Warren asks big banks for details on their shutdown response
WASHINGTON — Sen. Elizabeth Warren, D-Mass., pressed the five largest U.S. retail banks Wednesday on details about what the firms are doing to reduce the effects of the partial government shutdown on furloughed government employees.
Warren, a member of the Senate Banking Committee and potential 2020 presidential hopeful, said in a letter to Bank of America, Citigroup, JPMorgan Chase, U.S. Bancorp and Wells Fargo that the challenge for furloughed federal employees is now reaching “critical” proportions.
“The shutdown is now in its [26th] day — the longest in history — and over 800,000 federal workers have either been furloughed or forced to work without pay,” Warren wrote. “In addition, hundreds of thousands of federal contract workers, businesses that are dependent on these workers, and large and small businesses in need of federal government services are also facing lost paychecks and profits — with some on the brink of financial ruin.”
Warren noted that bank regulators — including the Federal Deposit Insurance Corp., Federal Reserve, Office of the Comptroller of the Currency and National Credit Union Administration — sent advisories to their members asking them “to consider prudent workout arrangements that increase the potential for creditworthy borrowers to meet their obligations.”
“I agree with these regulators, and was pleased to see many credit unions and banks that serve federal employees act quickly to help them,” Warren said. “But small banks and credit unions should not be the only financial services providers assisting federal workers during the shutdown.”
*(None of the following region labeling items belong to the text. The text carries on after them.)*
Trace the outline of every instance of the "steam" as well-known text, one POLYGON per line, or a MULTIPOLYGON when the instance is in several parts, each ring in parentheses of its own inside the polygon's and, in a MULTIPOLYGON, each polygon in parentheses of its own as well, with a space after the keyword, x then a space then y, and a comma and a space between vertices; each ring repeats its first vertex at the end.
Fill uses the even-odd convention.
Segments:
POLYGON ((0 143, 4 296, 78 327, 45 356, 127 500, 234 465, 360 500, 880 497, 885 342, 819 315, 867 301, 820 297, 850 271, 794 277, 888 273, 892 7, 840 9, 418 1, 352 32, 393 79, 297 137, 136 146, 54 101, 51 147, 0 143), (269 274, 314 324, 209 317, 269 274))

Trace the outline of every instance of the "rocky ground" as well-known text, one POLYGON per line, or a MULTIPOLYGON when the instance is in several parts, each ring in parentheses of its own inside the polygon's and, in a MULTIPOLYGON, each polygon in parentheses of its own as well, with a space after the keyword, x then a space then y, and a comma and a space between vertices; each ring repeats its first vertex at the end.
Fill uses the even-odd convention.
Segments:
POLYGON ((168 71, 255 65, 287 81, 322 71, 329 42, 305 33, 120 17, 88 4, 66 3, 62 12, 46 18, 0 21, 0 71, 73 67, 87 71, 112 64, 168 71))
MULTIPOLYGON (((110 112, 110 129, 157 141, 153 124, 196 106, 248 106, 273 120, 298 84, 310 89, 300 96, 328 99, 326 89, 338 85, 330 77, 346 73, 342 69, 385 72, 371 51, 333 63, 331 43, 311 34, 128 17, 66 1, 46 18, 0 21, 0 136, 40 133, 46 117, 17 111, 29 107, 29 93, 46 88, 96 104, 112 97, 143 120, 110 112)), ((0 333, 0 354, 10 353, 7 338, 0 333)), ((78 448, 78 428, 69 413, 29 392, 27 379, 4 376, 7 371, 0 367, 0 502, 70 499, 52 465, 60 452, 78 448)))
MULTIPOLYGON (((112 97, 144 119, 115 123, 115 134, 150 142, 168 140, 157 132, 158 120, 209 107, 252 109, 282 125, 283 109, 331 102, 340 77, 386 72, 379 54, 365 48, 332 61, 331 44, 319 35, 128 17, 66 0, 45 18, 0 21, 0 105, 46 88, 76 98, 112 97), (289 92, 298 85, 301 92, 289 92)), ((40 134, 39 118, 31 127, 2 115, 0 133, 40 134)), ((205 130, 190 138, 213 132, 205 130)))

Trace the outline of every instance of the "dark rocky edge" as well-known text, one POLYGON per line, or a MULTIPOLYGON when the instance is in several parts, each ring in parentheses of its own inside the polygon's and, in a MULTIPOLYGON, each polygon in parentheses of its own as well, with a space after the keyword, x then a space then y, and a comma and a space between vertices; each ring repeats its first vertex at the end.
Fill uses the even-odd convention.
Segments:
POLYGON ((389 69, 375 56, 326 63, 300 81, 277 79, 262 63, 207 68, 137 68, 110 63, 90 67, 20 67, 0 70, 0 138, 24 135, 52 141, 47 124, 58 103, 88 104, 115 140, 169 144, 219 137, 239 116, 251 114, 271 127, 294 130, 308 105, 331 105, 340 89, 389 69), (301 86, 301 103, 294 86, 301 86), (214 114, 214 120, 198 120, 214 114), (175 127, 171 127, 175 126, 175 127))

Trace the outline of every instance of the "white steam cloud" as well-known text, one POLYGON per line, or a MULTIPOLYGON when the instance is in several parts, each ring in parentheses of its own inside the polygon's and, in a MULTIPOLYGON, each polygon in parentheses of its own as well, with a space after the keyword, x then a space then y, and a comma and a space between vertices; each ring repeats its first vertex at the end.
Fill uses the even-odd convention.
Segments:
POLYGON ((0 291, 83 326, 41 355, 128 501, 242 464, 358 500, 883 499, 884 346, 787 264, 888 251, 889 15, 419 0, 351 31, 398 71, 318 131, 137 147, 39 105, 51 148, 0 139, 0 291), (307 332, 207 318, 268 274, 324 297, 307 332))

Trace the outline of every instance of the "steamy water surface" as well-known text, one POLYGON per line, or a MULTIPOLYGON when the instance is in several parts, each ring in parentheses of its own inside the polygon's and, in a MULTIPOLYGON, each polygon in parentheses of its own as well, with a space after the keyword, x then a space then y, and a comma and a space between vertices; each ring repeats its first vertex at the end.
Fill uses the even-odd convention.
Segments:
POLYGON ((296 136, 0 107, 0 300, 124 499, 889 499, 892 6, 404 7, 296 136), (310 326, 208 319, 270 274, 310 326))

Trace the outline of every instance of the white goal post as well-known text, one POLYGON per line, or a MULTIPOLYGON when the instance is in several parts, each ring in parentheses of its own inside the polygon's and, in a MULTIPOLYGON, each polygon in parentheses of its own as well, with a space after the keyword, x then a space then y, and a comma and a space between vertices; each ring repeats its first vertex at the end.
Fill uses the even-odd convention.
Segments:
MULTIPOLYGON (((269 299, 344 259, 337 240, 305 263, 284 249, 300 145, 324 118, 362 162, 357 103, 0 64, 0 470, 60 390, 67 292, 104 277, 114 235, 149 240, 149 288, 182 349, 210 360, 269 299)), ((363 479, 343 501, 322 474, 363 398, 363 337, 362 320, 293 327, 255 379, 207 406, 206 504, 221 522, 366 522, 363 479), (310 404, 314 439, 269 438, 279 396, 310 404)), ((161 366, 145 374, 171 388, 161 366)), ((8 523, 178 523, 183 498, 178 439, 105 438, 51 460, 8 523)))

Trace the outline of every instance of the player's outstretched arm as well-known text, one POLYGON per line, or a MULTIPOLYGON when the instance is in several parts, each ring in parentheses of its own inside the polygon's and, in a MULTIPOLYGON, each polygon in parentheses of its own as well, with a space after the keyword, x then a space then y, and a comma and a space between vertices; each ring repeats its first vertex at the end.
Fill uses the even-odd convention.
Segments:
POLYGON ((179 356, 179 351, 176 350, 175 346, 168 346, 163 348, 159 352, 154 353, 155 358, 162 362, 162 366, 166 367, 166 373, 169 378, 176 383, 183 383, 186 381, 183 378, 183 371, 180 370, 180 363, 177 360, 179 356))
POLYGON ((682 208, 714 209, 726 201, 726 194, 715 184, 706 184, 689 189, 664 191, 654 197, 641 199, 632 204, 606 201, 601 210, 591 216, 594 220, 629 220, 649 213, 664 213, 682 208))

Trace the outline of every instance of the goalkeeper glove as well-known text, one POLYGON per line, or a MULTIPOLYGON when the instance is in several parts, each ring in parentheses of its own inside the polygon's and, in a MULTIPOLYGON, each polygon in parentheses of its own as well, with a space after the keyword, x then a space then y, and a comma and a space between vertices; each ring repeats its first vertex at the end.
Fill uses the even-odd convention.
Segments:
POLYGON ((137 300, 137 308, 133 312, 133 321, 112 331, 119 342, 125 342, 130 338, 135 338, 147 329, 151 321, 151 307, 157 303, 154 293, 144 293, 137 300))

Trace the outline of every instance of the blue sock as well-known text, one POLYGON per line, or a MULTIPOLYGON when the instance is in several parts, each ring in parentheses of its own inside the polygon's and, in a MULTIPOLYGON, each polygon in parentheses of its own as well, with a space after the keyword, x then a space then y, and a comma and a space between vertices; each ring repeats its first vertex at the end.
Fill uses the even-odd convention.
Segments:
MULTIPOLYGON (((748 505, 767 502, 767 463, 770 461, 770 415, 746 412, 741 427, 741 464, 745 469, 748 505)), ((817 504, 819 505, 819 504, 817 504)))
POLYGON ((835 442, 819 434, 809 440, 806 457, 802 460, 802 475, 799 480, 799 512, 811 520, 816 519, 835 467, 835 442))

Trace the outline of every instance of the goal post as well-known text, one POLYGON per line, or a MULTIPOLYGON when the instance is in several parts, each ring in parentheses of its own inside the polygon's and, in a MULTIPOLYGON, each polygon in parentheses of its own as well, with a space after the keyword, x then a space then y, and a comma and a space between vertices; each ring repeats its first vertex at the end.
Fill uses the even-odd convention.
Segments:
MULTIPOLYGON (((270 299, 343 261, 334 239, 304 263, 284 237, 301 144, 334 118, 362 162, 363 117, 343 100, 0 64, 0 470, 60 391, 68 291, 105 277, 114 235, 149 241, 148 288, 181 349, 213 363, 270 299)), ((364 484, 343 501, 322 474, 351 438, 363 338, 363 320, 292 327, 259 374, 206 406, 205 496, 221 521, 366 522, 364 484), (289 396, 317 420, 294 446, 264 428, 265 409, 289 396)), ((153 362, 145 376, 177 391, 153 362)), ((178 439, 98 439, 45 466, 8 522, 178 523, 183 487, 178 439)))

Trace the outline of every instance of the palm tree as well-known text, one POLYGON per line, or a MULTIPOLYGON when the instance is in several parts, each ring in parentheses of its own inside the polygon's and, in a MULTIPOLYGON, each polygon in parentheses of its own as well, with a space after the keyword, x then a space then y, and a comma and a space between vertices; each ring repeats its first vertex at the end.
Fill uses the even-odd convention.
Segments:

She also acknowledged that the largest banks are already taking some actions. She noted, for example, that U.S. Bank introduced a “‘low-rate, quick loan product’” for furloughed federal employees; Chase encouraged customers to contact them if they are affected by the shutdown; Wells has announced steps to “‘work with individuals and business banking customers whose income is disrupted as a result of the shutdown’”; BofA has made a client assistance program available to those affected by the shutdown “‘tailored to their specific situation and financial needs’”; and Citi said affected customers may be eligible for fee and interest adjustments as well as loan forbearance, payment modifications or loan modifications.
She asked that the banks detail precisely what services they are offering to affected families by Jan. 21.